The Government has announced that the new employment tribunal rules, drawn up as part of the Underhill Review last year, will come into force in the Summer (at the same time as fees for tribunal claims), rather than next month as originally expected. The revised rules, designed to reduce the number of claims by giving new powers to dispose of unmeritorious claims at an early stage, will largely reflect the recommendations made in the Underhill Review. There is one tweak to the proposal to combine Case Management Discussions and Pre-hearing Reviews into one preliminary hearing: 14 days' notice will be given to the parties, outlining the matters to be covered, where the preliminary hearing will deal with issues such as striking out; deposit orders or alternative ways of resolving disputes.
At the same time, the Government has given a progress report on other employment law reforms planned for this year, confirming changes due to come in this Summer:
- The cap on the unfair dismissal compensatory award (at the lower of one year's pay and the existing limit).
- The ability to conduct confidential settlement negotiations.
- The change to the whistleblowing detriment rules (claims must be brought in the public interest but do not have to be made in good faith; employers can be vicariously liable for workers' actions).

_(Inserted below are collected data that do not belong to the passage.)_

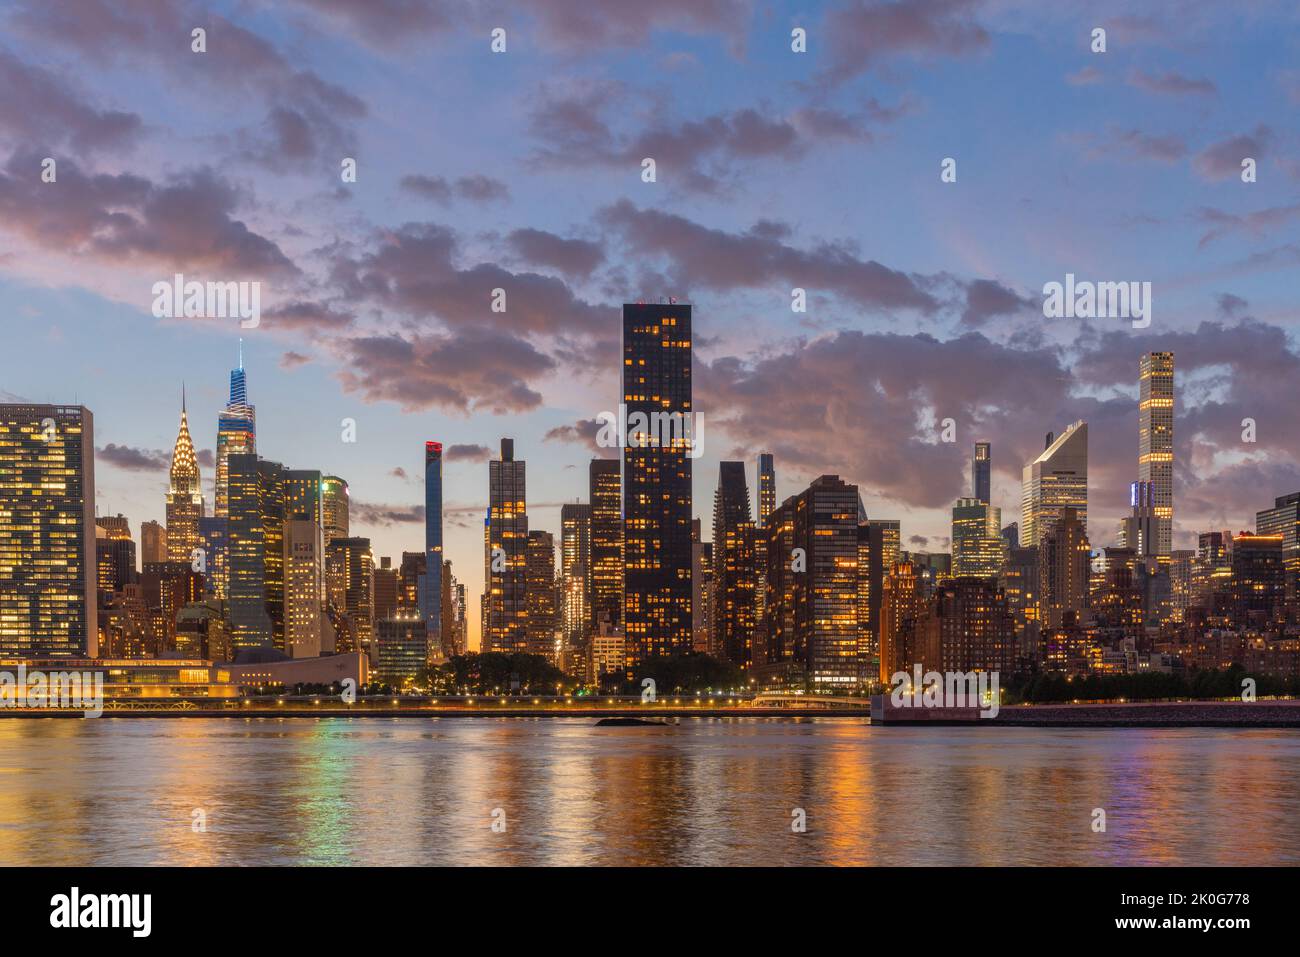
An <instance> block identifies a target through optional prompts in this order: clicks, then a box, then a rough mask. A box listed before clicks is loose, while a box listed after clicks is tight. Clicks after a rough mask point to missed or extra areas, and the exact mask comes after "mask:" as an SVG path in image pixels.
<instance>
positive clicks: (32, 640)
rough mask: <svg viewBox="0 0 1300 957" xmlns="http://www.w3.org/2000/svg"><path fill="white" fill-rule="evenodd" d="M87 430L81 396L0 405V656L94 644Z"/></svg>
mask: <svg viewBox="0 0 1300 957" xmlns="http://www.w3.org/2000/svg"><path fill="white" fill-rule="evenodd" d="M94 433H95V425H94V416H92V415H91V412H90V410H88V408H86V407H85V406H34V404H26V403H23V404H3V406H0V516H3V520H0V658H42V657H72V658H87V657H88V658H94V657H95V655H96V653H98V642H99V627H98V619H96V601H95V585H96V563H95V437H94Z"/></svg>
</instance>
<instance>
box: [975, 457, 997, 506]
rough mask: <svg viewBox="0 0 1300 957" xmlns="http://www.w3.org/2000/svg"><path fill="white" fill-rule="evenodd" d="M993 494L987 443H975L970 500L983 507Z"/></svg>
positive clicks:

In the Autumn the proposals to change some aspects of the TUPE business transfer rules are expected; together with the new "employee shareholder" status, under which employees will be able to acquire shares in their employer in return for giving up some of their employment protection rights. The Chancellor announced in last week's Budget that the first £2,000 worth of shares – the minimum amount of shares that can be taken up under the scheme – will be free from income tax and NICs. (It had already been decided that gains on up to £50,000 of shares would be exempt from capital gains tax.) The announcement also confirmed that the new status will be available from 1 September. On the same day, however, the House of Lords voted to strike out the whole employee shareholder regime from the Growth and Infrastructure Bill and its future must therefore be in considerable doubt.